17 And whatever you do, whether in word or deed, do it all in the name of the Lord Jesus, giving thanks to God the Father through him. (Colossians 3:12, 17)
To the Ephesians… 7 Serve wholeheartedly, as if you were serving the Lord, not people. (Ephesians 6:7)
As Pastor Larry taught in a recent message, we go out and serve as, in essence, Jesus’ advance team. We faithfully and dutifully serve wherever we see a need, with good attitudes, right and joyful hearts in response to all that He has done for us. Not just out of our abundance but at times, sacrificially as well, just as though we were serving not people, but the Lord; the one who we’ve claimed to be King over everything in our lives. And not with the goal of converting souls, that’s the Lord’s work. As the apostle Peter counsels, “15 But in your hearts revere Christ as Lord. Always be prepared to give an answer to everyone who asks you to give the reason for the hope that you have. But do this with gentleness and respect, (1 Peter 3:15)
As we serve, let’s strive to counter the pre-conceived notions far too many in our culture and society have toward Christians; not “jerks for Jesus” but, as Peter counsels, with gentleness and respect; also knowing that we are not alone.
John 20:22 goes on to say, “And with that he breathed on them and said, ‘Receive the Holy Spirit.’”
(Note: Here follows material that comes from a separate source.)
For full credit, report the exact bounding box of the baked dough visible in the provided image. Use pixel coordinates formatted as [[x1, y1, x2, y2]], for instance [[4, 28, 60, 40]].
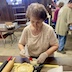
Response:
[[14, 63, 34, 72]]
Jesus gave His disciples the Holy Spirit as the means for going into the world as witnesses. I believe He gives believers that same power today and that without God’s divine power and presence, there is little hope of our succeeding in our mission. (John 15:5).
Christian blogger Valerie Murray speaks to this when she writes, “When God calls us to serve him, we find assurance in knowing we don’t rely on our own strength and ability. We rely on the Holy Spirit to make us ready and enable us to fulfill what he’s stirring in our hearts to do.”
But we need to be willing to respond to that stirring; to answer that call.
Practicing our discipleship of servanthood through programs like Serve Your City is just a jumping-off point.
While a powerful and amazing way of learning to serve, whether together or on our own, our response to serve regularly needs to become part of our DNA as Christ-followers.
I love the quote from Chris Brown that speaks to this principle: “You are never closer to the Spirit of God than when you are serving others. You’re never further away from the Spirit of God than when you are expecting to be served.”
In another message, I’ve been inspired by his teaching, “Those disconnected from Christ walk into a room saying, “Here I am…” (Serve me.) Those connected walk in asking, “Where are they…” (How, Lord, may I help?)
May we be viscerally convicted to become people who remain connected and seek out those who God places in our path to serve.